Observing Memories Issue 1 | Page 26

Today, on entering into the waving field of stelae, one is accompanied by light and sky, but the city’ s other sights and sounds are gradually occluded, blocked out. From deep in the midst of the pillars, the thrum of traffic is muffled and all but disappears. Looking up and down the pitching rows of stelae, one catches glimpses of other mourners and beyond them, one can even see to edges of the memorial itself. At the same time, however, one feels very much alone, almost desolate, even in the company of hundreds of other visitors nearby.

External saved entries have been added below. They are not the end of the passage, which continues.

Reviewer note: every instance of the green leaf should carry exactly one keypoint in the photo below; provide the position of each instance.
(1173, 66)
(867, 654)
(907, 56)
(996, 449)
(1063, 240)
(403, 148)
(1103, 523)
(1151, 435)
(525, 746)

Depending on where one stands, along the edges or deep inside the field, the experience of the memorial varies— from the reassurance one feels on the sidewalk by remembering in the company of others, invigorated by life of the city hurtling by; to the feelings of existential aloneness from deep inside this dark forest, oppressed and depleted by the memory of mass murder, not reconciled to it.

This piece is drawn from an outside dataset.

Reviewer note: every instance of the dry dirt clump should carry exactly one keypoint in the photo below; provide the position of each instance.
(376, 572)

Where does memory end and history begin here? As so brilliantly conceived by Dagmar von Wilcken, the exhibition-designer for the“ Orte der Information”, this site’ s commemorative and historical dimensions interpenetrate to suggest an interdependent whole, in which neither history nor memory can stand without the other. As one descends the stairs from the midst of the field into the“ Place of Information,” it becomes clear just how crucial a complement the underground“ information center” is to the field of pillars above. It neither duplicates the field’ s commemorative function, nor is it arbitrarily tacked onto the memorial site as an historical after-thought. But rather, in tandem with the field of stelae above it, the place of information reminds us of the memorial’ s dual-mandate as both commemorative and informational, a site of both memory and of history, each as shaped by the other. While remaining distinct in their respective functions, however, these two sides of the memorial are also formally linked and interpenetrating.

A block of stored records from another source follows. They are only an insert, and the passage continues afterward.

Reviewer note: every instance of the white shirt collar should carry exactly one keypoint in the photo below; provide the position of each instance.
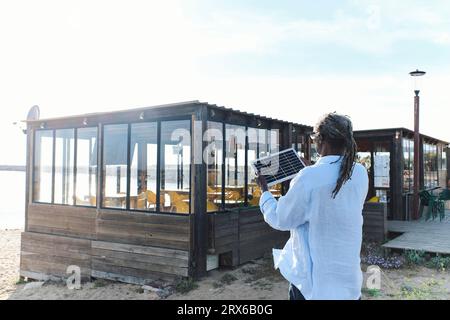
(329, 159)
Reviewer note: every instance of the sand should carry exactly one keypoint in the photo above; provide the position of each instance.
(254, 280)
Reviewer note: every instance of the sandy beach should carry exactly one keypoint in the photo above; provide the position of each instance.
(254, 280)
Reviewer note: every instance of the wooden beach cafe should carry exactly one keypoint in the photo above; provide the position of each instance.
(152, 193)
(167, 191)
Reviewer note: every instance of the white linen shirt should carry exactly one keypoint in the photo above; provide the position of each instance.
(322, 255)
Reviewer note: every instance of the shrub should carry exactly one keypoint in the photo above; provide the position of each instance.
(415, 257)
(186, 285)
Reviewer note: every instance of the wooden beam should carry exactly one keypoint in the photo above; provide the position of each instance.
(199, 244)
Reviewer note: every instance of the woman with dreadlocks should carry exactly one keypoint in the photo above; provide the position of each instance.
(323, 212)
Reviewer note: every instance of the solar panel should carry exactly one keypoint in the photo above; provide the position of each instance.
(279, 167)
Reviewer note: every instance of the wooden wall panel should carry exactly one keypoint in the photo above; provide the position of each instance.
(137, 264)
(245, 234)
(156, 230)
(46, 256)
(62, 220)
(375, 221)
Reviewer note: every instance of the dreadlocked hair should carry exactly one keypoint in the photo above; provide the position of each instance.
(337, 130)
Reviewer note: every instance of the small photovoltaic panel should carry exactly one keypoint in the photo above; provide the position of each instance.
(279, 167)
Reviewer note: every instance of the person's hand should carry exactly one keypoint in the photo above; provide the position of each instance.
(262, 182)
(306, 162)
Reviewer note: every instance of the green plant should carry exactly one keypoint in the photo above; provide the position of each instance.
(439, 262)
(415, 257)
(372, 292)
(186, 285)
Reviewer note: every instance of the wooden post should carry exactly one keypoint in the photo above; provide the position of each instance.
(396, 177)
(417, 171)
(199, 226)
(286, 142)
(29, 183)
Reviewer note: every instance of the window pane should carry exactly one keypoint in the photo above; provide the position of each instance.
(234, 165)
(175, 164)
(86, 180)
(258, 146)
(115, 166)
(143, 166)
(43, 163)
(64, 166)
(274, 147)
(214, 160)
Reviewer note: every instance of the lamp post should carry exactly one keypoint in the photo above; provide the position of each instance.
(416, 77)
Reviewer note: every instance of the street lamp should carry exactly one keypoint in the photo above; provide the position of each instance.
(417, 75)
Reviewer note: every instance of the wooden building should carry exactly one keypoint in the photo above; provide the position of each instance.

Information Center of the Memorial of the Muredered Jews of Europe, designed by Dagmar von Wilcken
By seeming to allow the above-ground stelae to sink into and thereby impose themselves physically into the underground space of information, the underground Information Center audaciously illustrates both that commemoration is“ rooted” in historical information and that the historical presentation is necessarily“ shaped” formally by the commemorative space above it. Here we have a“ place of memory” literally undergirded by a“ place of history,” which is in turn inversely shaped by commemoration, and we are asked to navigate the spaces in between memory and history for our knowledge of events. Such a design makes palpable the Yin and Yang of history and memory, their mutual interdependence and their distinct virtues.